By Orville Williams
Ahead of today’s discussion on the proposed National Sex Offender Register Bill, a group of residents is supporting its passage as an important tool to help protect women and children.
The bill – which was tabled in Parliament on Monday – proposes that sex offenders be required to inform the police of changes in their address, or any plans to travel or move abroad.
Those liable to be included in the register are people convicted of indecent assault, sexual assault and sexual indecency, and the offences covered include incest, prostitution involving a minor and the distribution of child pornography.
Further, members of the public who wish to know whether someone has been convicted of a sex crime, and whether they are on the register, must apply to the Police Commissioner to get that information.
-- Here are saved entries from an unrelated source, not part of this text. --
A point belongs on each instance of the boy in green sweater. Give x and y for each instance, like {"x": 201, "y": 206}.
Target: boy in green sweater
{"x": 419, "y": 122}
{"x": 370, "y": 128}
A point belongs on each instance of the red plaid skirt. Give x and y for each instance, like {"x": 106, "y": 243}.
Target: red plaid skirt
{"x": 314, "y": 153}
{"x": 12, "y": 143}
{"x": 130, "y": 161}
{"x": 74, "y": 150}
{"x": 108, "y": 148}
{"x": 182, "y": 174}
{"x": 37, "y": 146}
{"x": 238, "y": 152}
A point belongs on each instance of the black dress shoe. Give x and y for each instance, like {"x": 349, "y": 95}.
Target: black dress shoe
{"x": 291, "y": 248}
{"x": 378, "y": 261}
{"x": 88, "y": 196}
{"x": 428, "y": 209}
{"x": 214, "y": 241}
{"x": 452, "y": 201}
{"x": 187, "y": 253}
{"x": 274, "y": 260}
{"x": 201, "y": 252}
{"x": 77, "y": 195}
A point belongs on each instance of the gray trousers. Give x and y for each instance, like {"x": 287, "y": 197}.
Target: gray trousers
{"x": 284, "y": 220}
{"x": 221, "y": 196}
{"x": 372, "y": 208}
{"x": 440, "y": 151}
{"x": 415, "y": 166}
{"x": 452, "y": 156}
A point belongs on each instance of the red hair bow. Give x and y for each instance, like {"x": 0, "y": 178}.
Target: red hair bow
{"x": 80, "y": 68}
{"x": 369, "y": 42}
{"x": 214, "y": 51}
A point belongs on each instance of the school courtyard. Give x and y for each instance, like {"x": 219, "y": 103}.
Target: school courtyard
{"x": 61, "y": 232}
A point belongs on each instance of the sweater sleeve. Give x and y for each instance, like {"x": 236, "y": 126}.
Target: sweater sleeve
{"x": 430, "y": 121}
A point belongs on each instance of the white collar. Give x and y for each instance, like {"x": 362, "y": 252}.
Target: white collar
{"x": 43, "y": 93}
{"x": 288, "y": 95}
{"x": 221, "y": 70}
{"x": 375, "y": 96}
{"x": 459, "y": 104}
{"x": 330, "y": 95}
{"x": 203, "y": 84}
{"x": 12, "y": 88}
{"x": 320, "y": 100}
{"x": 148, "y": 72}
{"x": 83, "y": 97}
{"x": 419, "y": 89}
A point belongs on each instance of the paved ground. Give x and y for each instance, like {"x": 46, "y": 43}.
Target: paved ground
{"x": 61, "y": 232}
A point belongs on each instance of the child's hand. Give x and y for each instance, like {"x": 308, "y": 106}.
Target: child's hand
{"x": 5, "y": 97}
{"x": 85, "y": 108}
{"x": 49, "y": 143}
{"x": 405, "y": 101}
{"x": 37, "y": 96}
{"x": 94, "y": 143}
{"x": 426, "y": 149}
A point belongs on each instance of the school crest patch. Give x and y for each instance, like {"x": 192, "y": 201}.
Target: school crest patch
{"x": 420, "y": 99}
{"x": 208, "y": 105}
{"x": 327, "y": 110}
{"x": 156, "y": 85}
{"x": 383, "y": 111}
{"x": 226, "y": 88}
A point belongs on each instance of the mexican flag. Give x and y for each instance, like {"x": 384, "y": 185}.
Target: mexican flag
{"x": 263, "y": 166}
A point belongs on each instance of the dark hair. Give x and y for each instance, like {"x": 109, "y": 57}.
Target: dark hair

A Parliamentary subcommittee is scheduled to meet this morning to hold discussions on the bill, as part of government’s plans to engage members of the public on the matter.
Ahead of that meeting, some residents spoke to Observer on the importance of the register as a means of protecting vulnerable persons.
“Personally, I do think that the Sex Offenders Register will play a vital role in protecting our women and children. It has been long overdue; we have been crying out for legislation like this for many years now.
“I think it will add that extra layer of protection and allow our women and children to feel more at ease, and it will also help as a deterrent to those who think about committing any sort of heinous crimes against [women and children].
“I do believe this is a step in the right direction, to help us to start to alleviate some of the issues we see in society today,” Richard* declared.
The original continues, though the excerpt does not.